Когда его вернули из больнички в барак, то из приятелей, с кем сошелся за долгие месяцы лагерной жизни, остались в живых Колька Маркелов и Славка Арифов: капитана дальнего плавания перевели на штрафной в «Серпантинку», а двоих померших «окруженцев» закопали неподалеку в распадке...

Из крымских татар, а по сути и не поймешь, Арифов обладал чистым, не замутненным неволей взором и какой-то ребяческой бодростью. В первые дни, когда их пинками загнали в барак, Арифов начал искать земляков или единоверцев. Кинулся чуть ли не с объятьями к казанским татарам, но те расспросами в момент приморозили.
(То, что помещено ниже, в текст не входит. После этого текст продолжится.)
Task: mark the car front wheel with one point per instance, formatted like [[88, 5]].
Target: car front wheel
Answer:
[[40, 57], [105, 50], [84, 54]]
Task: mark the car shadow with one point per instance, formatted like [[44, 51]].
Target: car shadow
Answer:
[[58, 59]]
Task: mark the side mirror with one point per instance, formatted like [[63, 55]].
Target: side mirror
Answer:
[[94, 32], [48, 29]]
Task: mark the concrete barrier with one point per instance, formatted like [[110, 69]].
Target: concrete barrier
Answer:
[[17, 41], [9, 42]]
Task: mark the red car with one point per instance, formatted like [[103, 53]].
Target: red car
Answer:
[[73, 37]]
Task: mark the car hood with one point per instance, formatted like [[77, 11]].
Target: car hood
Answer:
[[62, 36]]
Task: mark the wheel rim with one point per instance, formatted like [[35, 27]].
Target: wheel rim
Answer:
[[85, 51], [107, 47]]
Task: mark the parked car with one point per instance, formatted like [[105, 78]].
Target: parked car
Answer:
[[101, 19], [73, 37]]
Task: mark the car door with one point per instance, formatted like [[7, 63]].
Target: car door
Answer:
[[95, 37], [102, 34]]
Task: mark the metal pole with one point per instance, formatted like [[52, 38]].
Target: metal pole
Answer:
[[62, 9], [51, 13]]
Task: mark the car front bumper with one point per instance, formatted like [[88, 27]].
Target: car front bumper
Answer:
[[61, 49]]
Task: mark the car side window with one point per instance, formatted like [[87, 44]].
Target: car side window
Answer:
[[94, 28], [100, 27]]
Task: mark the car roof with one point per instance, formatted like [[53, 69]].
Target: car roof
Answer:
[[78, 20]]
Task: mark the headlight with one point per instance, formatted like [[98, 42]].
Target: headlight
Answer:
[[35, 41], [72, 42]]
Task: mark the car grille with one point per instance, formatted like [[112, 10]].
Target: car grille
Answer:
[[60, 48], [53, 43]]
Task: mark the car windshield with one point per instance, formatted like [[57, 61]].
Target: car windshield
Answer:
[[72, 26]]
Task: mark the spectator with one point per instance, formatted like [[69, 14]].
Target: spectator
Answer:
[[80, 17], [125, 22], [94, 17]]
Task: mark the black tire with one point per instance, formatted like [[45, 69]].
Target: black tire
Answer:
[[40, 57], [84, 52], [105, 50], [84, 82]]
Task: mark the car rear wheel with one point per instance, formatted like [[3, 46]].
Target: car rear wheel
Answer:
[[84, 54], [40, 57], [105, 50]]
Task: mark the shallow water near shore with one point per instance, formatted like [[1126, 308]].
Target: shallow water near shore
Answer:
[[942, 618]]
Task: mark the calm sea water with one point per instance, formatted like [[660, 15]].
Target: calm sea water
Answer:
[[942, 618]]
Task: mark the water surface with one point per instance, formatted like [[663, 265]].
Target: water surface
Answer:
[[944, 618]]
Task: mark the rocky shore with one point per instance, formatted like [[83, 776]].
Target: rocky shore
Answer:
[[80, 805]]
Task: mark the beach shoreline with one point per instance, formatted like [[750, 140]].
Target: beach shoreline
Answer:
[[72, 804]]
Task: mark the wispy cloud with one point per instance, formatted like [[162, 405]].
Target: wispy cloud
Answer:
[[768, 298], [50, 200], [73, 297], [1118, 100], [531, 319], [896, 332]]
А когда поняли, что Славка ещё и плохо знает татарский, стали откровенно осмеивать. Молодой приблатненный Анвар, скривив узкую полоску усов, презрительно цыкнул слюной: «Недоносок. Пошел прочь!» Славкин довод, что он вырос в саратовском детдоме, не приняли. Спели частушку: «Мин син яратам — подходи к воротам...»

Мерзкий смысл частушки Славка понял и больше с казанцами не якшался. Он лучше других, в том числе Цукана и Маркелова, понял, что выжить здесь в одного трудно, почти невозможно. В свои девятнадцать Славка, будто опытный зек, ничем не гнушался в поиске любого приварка: чинил блатным хрипунам валенки, кому брезентовые рукавицы, кому спецовку, ловко орудуя самодельной иглой и шилом. С удивительной радостью делился добытым овсом, который зеки втихаря таскали из конских кормушек.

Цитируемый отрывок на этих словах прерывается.